Maurizia e le altre donne, le voci di dentro a Rebibbia

di Valentina Stella Il Dubbio 25 luglio 2017

«Una bella giornata di sole. Tutto andava a meraviglia. All’improvviso quattro toc toc alla porta, mio figlio mi chiede “ma, chi sarà? ” E io “boh, apri”. Mi trovo davanti tre colossi e una donna che mi dicono signora, ci segua. È in arresto e io già ci sto con il bracciale e loro No, signò, è arrivato il definitivo. Prepari le sue cose e ci segua. Ha dieci minuti. Dieci!!», in pochi minuti la vita di Maurizia cambia; da due anni è reclusa nel carcere femminile di Rebibbia. «Dopo aver versato fiumi di lacrime, cazziatoni, litigate, amicizie vere e no, mi rendo conto mi servirà. Eccome!», così si racconta oggi nel libro ‘ A mano libera. Donne tra prigioni e libertà’, una raccolta di testi, frutto del lavoro fatto da novembre 2016 a maggio 2017, con il laboratorio ” A mano libera” tenuto proprio nella Casa circondariale femminile romana.
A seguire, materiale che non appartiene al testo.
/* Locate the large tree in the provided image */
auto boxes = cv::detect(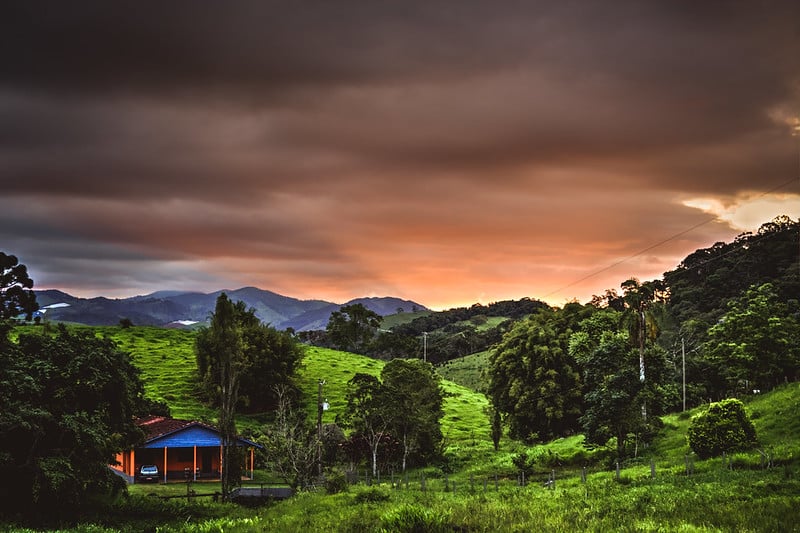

Le curatrici del libro, Tiziana Bartolini e Paola Ortensi, hanno tenuto degli incontri settimanali con le detenute partecipanti durante i quali hanno discusso di attualità e commentato i fatti, sollecitando riflessioni che, talvolta, sono ‘ diventate parole fissate sul foglio bianco’. Nello stesso modo si sono tenuti gli incontri nei due anni precedenti e i relativi scritti sono stati pubblicati nel sito www. noidonne. org, dove si trovano tutte le informazioni per acquistare il libro edito da Cooperativa Libera Stampa.

A Rebibbia sono recluse circa 350 detenute, di cui il 50% è costituito da straniere, tra queste moltissime sono rom. Nella maggior parte dei casi le donne sono ristrette per spaccio di droga e, in misura minore, i reati che le riguardano sono legati allo sfruttamento della prostituzione, a furti e rapine e a delitti contro la persona. ‘ Il dentro e fuori è lo scambio che volevamo stabilire e che in vario modo abbiamo sentito muovere’, raccontano le curatrici nelle pagine del libro. «Questo scambio si materializza, e non solo simbolicamente, con le riflessioni di non detenute nell’intento di creare un unico e armonico flusso narrativo che abbiamo volutamente accentuato scegliendo di firmare ogni pezzo solo con il nome di battesimo. Siamo consapevoli delle differenze che ci sono tra chi ha avuto destini tanto diversi, ma pensiamo che l’essere donne ci accomuni molto più di quanto non sia visibile a “ocche chio nudo”».